If the goal of your community is to improve customer support, you should be reading the best books and following the best blogs about customer support.
If the goal of your community is to increase customer success, retention, loyalty, and innovation you should be reading the best books, blogs, and articles about those topics too.
The more you become an expert in the area(s) where your community delivers results, the better you can fine-tune your community to achieve these results. Better yet, you can speak the right language and understand the bigger picture.
The great thing about this is for $100 or so you can become up to speed in almost any topic.
I’m following two private communities of practice on the same platform launched at approximately the same time.
Neither had a big audience to begin with.
One community manager has been initiating a new discussion once or twice a week and then emailing 15 to 20 members to reply to it. He also reaches out to people talking about the topic on social media and invites each person to join with a personal, private, email.
Every new member receives a personal private email that aims to begin a discussion. It’s absolutely draining work – but over the past month, the number of posts has risen from 5 to 10 organic posts per week up to 60 to 70 organic posts per week now (and it’s really beginning to accelerate). The community has around 150 registered members.
In the other, the community team initiates a new fun discussion each day, publishes fresh weekly content, and looks for more opportunities to get members to join. This community has 400+ registered members but attracts only 3 to 4 organic posts per week (from 2 to 3 active members). This number has declined since the launch.

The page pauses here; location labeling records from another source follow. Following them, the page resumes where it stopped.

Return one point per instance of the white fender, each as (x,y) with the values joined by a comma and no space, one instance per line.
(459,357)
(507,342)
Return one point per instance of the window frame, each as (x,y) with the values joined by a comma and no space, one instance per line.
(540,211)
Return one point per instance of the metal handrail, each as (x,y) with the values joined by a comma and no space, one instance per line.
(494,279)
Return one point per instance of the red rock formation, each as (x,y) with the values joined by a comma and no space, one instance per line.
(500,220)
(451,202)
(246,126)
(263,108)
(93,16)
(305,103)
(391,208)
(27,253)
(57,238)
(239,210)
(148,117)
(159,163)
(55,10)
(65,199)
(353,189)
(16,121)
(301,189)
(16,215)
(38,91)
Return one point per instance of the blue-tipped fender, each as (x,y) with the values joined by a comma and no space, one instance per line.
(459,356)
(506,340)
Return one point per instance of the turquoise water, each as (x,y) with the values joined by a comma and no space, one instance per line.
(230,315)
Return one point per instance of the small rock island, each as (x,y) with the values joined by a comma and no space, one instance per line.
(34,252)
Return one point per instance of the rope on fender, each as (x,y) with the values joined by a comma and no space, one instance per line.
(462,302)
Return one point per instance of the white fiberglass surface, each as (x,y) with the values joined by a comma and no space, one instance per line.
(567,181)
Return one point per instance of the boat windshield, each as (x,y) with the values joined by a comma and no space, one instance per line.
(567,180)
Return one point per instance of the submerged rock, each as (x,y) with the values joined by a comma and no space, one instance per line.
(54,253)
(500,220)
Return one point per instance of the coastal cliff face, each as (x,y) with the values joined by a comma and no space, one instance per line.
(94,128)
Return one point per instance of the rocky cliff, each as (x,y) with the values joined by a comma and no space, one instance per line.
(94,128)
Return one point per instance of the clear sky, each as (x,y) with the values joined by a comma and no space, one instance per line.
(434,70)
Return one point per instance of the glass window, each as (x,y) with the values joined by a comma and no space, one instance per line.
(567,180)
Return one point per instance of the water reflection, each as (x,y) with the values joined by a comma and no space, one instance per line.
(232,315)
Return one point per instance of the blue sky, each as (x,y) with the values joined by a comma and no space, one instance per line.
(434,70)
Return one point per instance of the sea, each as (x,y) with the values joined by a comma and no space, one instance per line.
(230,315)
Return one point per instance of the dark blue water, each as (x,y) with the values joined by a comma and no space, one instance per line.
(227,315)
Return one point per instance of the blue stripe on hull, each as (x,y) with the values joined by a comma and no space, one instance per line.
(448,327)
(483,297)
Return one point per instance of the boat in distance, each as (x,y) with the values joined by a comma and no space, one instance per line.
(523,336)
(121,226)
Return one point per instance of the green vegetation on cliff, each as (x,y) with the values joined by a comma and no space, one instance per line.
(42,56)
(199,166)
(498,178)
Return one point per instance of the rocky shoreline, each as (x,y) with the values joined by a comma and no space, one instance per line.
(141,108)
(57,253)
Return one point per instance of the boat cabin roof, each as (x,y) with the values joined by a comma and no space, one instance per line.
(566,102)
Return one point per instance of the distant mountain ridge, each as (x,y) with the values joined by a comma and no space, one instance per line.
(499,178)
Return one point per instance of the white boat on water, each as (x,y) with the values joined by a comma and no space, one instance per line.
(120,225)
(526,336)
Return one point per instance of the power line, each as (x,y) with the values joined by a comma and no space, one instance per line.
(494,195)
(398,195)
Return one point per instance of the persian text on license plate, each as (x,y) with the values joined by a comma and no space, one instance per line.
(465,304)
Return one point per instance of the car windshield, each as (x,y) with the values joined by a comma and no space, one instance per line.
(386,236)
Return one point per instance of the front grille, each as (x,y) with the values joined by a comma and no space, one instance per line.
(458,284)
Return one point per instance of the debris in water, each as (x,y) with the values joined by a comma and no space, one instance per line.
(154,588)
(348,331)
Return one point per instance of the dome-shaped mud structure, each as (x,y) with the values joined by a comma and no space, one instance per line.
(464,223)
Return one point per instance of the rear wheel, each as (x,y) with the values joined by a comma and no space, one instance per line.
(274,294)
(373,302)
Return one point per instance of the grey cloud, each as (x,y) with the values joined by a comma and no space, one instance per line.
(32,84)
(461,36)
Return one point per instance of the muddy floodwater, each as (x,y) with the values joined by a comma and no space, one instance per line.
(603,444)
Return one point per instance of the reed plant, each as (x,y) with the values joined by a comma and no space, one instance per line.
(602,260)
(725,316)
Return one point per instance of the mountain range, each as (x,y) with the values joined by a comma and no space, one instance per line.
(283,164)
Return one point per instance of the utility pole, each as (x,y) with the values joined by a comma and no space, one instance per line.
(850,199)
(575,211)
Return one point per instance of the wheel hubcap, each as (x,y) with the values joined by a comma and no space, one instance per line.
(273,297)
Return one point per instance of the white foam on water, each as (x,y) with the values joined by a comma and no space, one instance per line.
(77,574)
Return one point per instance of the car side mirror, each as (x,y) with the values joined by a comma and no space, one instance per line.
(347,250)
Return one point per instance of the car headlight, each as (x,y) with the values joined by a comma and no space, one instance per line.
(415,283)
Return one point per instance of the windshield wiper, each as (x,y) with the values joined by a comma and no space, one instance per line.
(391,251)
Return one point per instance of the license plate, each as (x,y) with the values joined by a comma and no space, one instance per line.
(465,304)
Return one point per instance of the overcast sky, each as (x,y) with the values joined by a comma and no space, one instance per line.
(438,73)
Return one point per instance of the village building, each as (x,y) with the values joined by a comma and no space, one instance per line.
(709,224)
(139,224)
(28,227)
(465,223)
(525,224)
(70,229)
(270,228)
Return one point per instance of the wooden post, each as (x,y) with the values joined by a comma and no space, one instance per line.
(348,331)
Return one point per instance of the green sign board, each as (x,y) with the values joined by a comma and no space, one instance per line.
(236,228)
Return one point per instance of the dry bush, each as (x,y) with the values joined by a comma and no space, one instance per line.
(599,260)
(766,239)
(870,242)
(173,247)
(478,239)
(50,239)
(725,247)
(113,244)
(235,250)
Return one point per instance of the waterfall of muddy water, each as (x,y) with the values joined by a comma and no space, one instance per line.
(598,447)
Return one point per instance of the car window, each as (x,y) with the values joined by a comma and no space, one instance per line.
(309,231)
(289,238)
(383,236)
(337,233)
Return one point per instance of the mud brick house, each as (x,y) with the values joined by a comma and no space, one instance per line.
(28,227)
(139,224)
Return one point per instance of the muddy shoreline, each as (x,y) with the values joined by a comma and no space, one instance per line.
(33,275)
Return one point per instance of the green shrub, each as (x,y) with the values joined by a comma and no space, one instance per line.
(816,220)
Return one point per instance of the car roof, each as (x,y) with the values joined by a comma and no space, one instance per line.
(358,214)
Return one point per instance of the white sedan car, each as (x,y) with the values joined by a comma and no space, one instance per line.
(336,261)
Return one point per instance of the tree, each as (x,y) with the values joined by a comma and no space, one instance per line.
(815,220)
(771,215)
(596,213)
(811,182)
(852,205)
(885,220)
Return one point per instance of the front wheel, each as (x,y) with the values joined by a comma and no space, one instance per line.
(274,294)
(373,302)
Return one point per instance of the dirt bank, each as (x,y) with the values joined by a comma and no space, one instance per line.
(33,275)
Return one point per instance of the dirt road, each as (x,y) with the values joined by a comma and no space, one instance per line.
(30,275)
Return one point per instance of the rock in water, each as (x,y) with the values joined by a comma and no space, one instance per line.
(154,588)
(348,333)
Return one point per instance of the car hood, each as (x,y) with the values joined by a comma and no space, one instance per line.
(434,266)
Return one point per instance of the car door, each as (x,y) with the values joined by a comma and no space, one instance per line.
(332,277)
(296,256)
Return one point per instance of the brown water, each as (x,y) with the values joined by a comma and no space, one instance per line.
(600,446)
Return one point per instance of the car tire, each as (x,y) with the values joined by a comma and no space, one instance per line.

The lessons here should be clear. Registration means nothing without discussions. And the way to get discussions isn’t to pack a community with members, it’s to create discussions that can solicit useful information for others and then work hard to get people to reply to them.
If you buy a new car and then a week later your neighbour buys a better model of the same car, your satisfaction level with your car plummets.
If you get a pay rise and then a week later your coworker gets a bigger pay rise, your happiness has been turned to anger (perhaps fury).
After the Grenfell fire tragedy in London, I remember listening to a radio show where callers in the nearby area said they were disgusted by the idea survivors might be given new homes in their building. Apparently, callers had “worked really hard” for their home and it wasn’t fair.
Much of the anger and satisfaction we encounter in managing communities is based upon members comparing themselves positively or negatively to other members. The absolute value (points, rewards, punishment) is of lesser importance than how members relate it to the points, rewards, and punishments experienced by other members.
We once ran an interesting (if rather uncontrolled test). We gave top members in one community a big reward in private and top members in another community a much smaller reward in public. It wasn’t even close, the latter group engaged far better (and appeared far happier) with their small reward announced in public.